Most firefighters, teachers, and nurses make between $50,000 and $100,000 per year, according to the Bureau of Labor Statistics. In that range, the IRS says the average effective tax rate is 7.5 percent.
Various think tanks conducted their own analyses and came up with similar results. They estimate the richest Americans tend to pay around 25 percent, while people making between $50,000-$100,000 per year usually pay between 5 and 15 percent.
Harris, in her claim, is likely referring to an analysis done by White House economists in 2021, which argues that the current tax math doesn’t show the full picture. The White House argues that income needs to be calculated differently to include something called unrealized gains.
Unrealized gains are when people grow their wealth by letting their assets rise in value without selling them. And when they want cash, they can just use that wealth to get good deals on loans, thus avoiding income and taxes.
If unrealized gains were considered taxable income, the White House says the 400 richest American households would really be paying closer to an 8% tax rate right now. And an investigation by ProPublica similarly found that the 25 richest households pay as little as 3% in taxes under this definition.
But the current tax code does not account for unrealized gains, so this is a purely theoretical definition of “tax rate.”
VERIFY found no examples where tax rates as currently defined were higher for middle-class workers than billionaires. However, when some other kinds of taxes besides federal income tax are accounted for, the gap between the rates shrinks.
For instance, all Americans have money for Social Security and Medicare deducted from their paychecks. These are known as payroll taxes, and unlike income taxes there are no brackets; everyone pays the same rate no matter how much they make.
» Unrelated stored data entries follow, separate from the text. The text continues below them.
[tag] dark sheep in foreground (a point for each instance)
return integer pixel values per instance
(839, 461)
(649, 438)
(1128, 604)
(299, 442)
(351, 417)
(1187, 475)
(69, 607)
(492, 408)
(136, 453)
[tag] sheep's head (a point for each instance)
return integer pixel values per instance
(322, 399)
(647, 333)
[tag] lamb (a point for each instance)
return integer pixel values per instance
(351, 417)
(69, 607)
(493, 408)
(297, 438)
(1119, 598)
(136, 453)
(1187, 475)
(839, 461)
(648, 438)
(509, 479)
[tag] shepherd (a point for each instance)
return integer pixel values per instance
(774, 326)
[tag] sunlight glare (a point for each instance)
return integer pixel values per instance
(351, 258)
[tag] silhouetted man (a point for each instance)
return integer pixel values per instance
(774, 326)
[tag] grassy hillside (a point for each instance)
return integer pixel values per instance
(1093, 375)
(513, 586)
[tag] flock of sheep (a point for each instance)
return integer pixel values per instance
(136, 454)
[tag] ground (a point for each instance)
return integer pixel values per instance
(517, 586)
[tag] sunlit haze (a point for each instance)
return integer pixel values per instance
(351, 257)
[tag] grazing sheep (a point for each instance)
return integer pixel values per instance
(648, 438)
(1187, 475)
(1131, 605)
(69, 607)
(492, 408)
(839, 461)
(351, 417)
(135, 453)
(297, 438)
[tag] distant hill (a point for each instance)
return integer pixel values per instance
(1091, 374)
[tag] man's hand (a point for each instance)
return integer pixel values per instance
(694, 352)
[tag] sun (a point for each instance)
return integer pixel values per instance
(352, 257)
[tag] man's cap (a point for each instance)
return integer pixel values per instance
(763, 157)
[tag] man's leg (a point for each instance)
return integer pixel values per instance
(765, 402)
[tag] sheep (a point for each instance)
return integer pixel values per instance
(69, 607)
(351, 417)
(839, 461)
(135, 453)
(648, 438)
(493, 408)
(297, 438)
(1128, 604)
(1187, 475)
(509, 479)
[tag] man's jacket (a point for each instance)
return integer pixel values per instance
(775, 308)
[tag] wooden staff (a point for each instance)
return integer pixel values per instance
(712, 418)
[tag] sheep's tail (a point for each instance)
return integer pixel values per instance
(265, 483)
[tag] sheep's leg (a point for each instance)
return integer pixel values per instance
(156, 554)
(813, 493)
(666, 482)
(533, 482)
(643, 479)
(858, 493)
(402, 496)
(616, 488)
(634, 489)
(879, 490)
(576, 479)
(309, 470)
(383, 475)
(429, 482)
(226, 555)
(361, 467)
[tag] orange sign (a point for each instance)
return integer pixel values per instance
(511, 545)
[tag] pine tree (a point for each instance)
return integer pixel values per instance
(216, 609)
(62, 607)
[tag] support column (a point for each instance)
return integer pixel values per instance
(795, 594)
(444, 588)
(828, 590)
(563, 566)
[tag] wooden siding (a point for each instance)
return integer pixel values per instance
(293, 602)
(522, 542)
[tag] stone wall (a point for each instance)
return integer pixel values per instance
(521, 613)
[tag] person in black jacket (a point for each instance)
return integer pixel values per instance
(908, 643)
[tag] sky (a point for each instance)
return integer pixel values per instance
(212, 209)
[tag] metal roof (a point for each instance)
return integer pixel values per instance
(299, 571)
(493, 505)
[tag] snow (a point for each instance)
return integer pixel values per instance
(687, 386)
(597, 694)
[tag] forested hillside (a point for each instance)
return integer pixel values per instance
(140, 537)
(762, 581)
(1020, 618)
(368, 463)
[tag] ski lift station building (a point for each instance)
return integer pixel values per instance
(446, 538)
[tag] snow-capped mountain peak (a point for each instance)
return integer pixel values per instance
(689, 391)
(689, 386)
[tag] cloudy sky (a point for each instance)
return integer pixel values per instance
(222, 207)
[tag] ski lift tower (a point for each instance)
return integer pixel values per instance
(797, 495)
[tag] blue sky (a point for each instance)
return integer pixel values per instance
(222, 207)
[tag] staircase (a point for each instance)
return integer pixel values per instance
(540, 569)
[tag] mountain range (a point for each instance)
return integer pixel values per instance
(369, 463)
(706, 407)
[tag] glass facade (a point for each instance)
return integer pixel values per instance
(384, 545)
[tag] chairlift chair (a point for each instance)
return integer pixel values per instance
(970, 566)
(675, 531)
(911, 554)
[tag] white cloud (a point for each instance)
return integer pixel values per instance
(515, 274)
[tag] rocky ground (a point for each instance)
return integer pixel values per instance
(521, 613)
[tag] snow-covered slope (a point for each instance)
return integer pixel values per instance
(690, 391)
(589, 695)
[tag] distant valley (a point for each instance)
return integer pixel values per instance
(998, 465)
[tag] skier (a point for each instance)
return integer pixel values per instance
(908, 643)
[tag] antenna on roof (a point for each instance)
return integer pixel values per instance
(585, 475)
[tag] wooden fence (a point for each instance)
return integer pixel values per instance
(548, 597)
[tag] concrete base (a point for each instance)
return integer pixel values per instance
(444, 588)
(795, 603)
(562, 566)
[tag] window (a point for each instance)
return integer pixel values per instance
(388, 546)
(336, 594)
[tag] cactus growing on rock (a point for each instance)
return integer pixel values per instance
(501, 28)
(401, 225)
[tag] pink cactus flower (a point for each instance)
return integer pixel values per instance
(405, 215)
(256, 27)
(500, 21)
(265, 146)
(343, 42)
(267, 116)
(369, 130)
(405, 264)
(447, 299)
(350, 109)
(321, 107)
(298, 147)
Payroll taxes are not applied to capital gains, which for wealthy people is often a larger source of income than a traditional paycheck. Furthermore, income above a certain level stops being subject to Social Security tax at all.
All this means that payroll taxes affect the bottom lines of lower-income Americans more than wealthy ones. An analysis by the Institute on Taxation and Economic Policy found that people making between $50,000-$100,000 wind up paying closer to 15 or 16 percent of their paycheck in total federal taxes. But incorporating payroll taxes did not change the average rate for the wealthiest Americans; it remained at roughly 25 percent.
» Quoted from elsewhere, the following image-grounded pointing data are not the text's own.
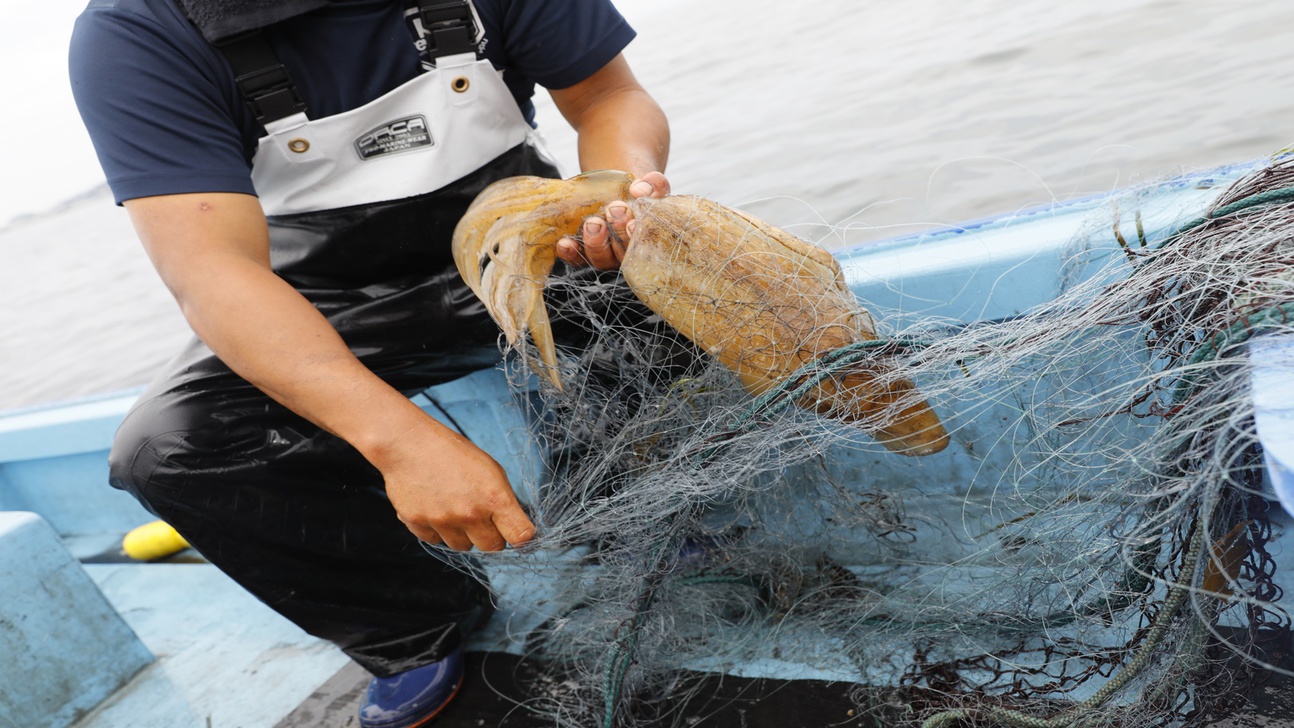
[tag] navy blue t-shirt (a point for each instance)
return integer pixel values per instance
(166, 117)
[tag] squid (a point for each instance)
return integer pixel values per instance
(756, 298)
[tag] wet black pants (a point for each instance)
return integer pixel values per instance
(295, 515)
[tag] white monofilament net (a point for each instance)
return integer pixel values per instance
(1092, 554)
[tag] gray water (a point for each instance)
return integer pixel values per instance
(845, 120)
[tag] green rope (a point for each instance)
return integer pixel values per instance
(1075, 715)
(773, 401)
(1236, 334)
(1261, 199)
(800, 383)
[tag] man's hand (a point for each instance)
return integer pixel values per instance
(603, 239)
(448, 490)
(620, 127)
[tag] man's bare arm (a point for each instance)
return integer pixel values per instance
(212, 252)
(620, 127)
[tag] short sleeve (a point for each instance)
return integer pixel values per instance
(560, 43)
(153, 105)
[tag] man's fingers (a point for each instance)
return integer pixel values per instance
(487, 538)
(597, 245)
(617, 216)
(456, 539)
(652, 184)
(514, 526)
(568, 250)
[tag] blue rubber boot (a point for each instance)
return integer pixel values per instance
(414, 697)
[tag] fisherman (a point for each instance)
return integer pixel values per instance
(294, 170)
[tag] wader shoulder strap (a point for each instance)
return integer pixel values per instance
(264, 82)
(444, 27)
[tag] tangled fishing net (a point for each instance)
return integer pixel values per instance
(1088, 551)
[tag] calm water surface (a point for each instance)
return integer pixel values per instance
(845, 120)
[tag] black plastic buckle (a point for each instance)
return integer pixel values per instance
(449, 26)
(271, 93)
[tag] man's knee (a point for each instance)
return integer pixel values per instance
(146, 454)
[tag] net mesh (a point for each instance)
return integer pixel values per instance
(1091, 550)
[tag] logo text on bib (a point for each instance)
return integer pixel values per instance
(394, 137)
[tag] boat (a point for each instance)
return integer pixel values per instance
(100, 640)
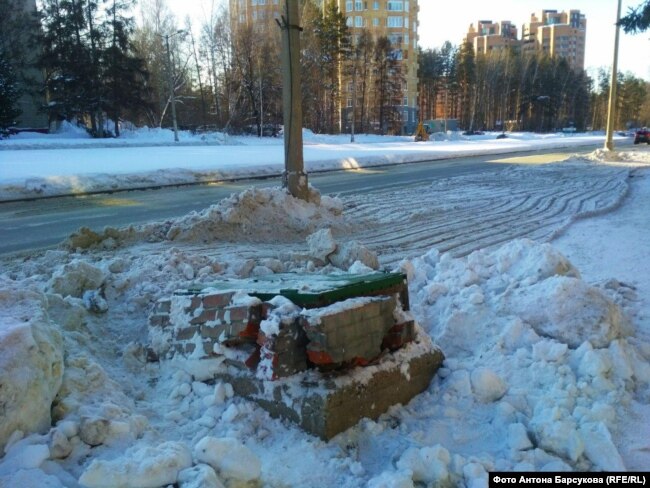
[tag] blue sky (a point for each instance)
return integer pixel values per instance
(441, 21)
The gap narrows even further if you account for state and local taxes. ITEP’s analysis found middle class workers could actually be paying more than 27 percent of their income on average, and the richest taxpayers just below 35 percent.
ProPublica’s investigation also found that the richest of the rich often have tax rates well below the average, even without considering unrealized gains, due largely to their use of deductions and having a higher portion of their income come from capital gains. Including just federal income and payroll taxes, the investigation found the wealthiest 25 households averaged a 16 percent rate.